Uncertainty and delays surrounding EdF’s Hinkley Point C project is like ‘being in a slow moving car crash’, according to the former boss of energy rival RWE Npower.
Former chief executive of RWE Npower Paul Massara said that going down the route of building Hinkley Point C was phenomenally expensive and likened it to being in a slow moving car crash. “You know it’s going to happen because momentum is there, but absolutely it’s the wrong thing to do,” he said yesterday.
Speaking at a discussion around keeping the lights on after the closure of coal fired power stations, Massara said that the current price of energy was £35/MWh in the UK and £25/MWh in Europe and by signing up to the new nuclear power plant, the government was locking itself into a price up to four times the current price.
“Hinkley is [guaranteed to be able to charge] £92.5/MWh – and that’s 2012 prices – and that escalates up, so by the time it starts that price is going to be significantly higher.”
He said that one of the problems that led to such a focus on what happens with Hinkley stemmed from government failing to create a coherent strategy on future energy generation.
“We still haven’t gotten round to saying what we’re trying to do,” he said. “It’s partly because I think Treasury has taken over, dictating what we should be doing in energy policy and it’s partly because Decc [Department of Energy and Climate Change] hasn’t put forward a coherent strategy.”
Massara said that while he did not envisage a scenario that saw the UK’s ‘lights going out’, he said that the coming winter and possibly the following three years would be the tightest yet for maintaining electricity supply.
He raised concerns about what might bridge the gap between Hinkley coming online and coal power stations being decommissioned.
“Even if Hinkley goes ahead, it’s 2025 at the earliest [that it will be complete] and probably more like 2027,” he said. “What bridges us between the coal going off today and 2027?”
He said that at present a gas solution was difficult as interventions in the market, such as the capacity mechanism, made it difficult for new gas power plants to be built.
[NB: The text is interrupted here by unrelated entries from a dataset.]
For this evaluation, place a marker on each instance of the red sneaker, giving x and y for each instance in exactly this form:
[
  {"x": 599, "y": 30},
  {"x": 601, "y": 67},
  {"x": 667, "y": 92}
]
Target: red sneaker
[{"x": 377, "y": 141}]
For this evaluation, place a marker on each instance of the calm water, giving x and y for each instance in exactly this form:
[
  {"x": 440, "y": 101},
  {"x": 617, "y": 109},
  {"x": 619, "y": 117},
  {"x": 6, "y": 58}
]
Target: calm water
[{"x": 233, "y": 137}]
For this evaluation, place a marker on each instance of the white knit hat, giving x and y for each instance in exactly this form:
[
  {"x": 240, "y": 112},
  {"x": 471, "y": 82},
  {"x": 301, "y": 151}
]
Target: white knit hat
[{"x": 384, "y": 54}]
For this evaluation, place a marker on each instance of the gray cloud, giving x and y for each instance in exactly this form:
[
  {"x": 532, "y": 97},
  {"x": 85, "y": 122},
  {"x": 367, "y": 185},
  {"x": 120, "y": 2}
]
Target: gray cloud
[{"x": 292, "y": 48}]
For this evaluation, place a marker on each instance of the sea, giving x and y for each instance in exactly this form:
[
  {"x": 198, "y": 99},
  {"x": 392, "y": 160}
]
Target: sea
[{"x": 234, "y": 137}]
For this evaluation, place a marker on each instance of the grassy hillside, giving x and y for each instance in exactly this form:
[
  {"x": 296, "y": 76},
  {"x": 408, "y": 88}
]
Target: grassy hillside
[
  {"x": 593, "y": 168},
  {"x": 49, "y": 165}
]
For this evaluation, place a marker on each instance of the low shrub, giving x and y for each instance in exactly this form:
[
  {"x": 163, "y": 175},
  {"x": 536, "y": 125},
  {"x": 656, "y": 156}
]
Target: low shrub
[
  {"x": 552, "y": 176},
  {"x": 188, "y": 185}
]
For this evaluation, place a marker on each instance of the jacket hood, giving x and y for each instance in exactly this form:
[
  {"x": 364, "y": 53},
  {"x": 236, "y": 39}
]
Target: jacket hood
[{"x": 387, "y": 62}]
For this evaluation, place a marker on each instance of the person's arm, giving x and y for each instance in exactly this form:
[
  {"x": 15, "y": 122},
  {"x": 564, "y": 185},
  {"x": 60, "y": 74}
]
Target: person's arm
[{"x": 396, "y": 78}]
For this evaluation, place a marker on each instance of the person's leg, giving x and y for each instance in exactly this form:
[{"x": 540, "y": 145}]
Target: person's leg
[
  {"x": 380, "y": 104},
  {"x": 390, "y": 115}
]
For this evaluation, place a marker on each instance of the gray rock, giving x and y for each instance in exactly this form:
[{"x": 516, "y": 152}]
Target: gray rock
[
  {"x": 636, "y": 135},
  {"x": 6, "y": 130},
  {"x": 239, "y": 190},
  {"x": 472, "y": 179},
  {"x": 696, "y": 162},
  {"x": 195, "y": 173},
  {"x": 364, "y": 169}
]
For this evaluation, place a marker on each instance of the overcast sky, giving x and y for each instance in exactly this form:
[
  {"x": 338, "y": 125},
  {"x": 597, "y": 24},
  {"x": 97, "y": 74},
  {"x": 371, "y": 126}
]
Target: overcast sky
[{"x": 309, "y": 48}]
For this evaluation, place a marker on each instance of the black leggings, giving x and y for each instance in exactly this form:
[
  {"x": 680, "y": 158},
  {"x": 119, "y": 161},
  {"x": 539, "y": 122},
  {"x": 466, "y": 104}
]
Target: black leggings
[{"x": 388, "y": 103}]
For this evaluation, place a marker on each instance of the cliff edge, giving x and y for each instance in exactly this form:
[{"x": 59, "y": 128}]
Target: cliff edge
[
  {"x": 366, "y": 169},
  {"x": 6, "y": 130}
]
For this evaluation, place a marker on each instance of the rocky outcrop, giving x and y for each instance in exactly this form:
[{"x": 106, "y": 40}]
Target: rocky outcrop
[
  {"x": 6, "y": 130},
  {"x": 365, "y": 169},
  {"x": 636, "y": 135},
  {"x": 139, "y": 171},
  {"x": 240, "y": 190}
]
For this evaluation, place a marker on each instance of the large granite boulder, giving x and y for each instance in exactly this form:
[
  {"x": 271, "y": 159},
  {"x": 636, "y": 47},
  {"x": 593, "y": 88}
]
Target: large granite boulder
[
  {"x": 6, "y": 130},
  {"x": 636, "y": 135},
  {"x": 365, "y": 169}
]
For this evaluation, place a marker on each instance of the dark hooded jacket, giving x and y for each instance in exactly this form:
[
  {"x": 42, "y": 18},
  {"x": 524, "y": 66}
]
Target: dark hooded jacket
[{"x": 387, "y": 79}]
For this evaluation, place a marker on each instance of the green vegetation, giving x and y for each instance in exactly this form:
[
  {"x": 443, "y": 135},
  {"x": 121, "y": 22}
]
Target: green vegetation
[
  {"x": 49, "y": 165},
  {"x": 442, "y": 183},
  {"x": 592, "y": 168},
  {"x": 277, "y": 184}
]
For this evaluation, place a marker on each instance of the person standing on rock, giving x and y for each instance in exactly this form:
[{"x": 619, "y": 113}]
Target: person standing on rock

The capacity mechanism offers rewards to existing providers, on top of income obtained by selling electricity on the market, in return for maintaining existing capacity or investing in new capacity.
“My prediction is that the government will have to come up with some new mechanism beyond the capacity mechanism, because it is not enough to build a new gas power plant to bridge the gap.
“All of these mechanisms are creating artificial environments where people cannot make really good commercial decisions.”
Norwegian risk and certification firm DNV GL senior consultant Andrew Garrad added: “We don’t really have a market at all, we have political decisions which are made and then we have markets which are rigged inside those political decisions.”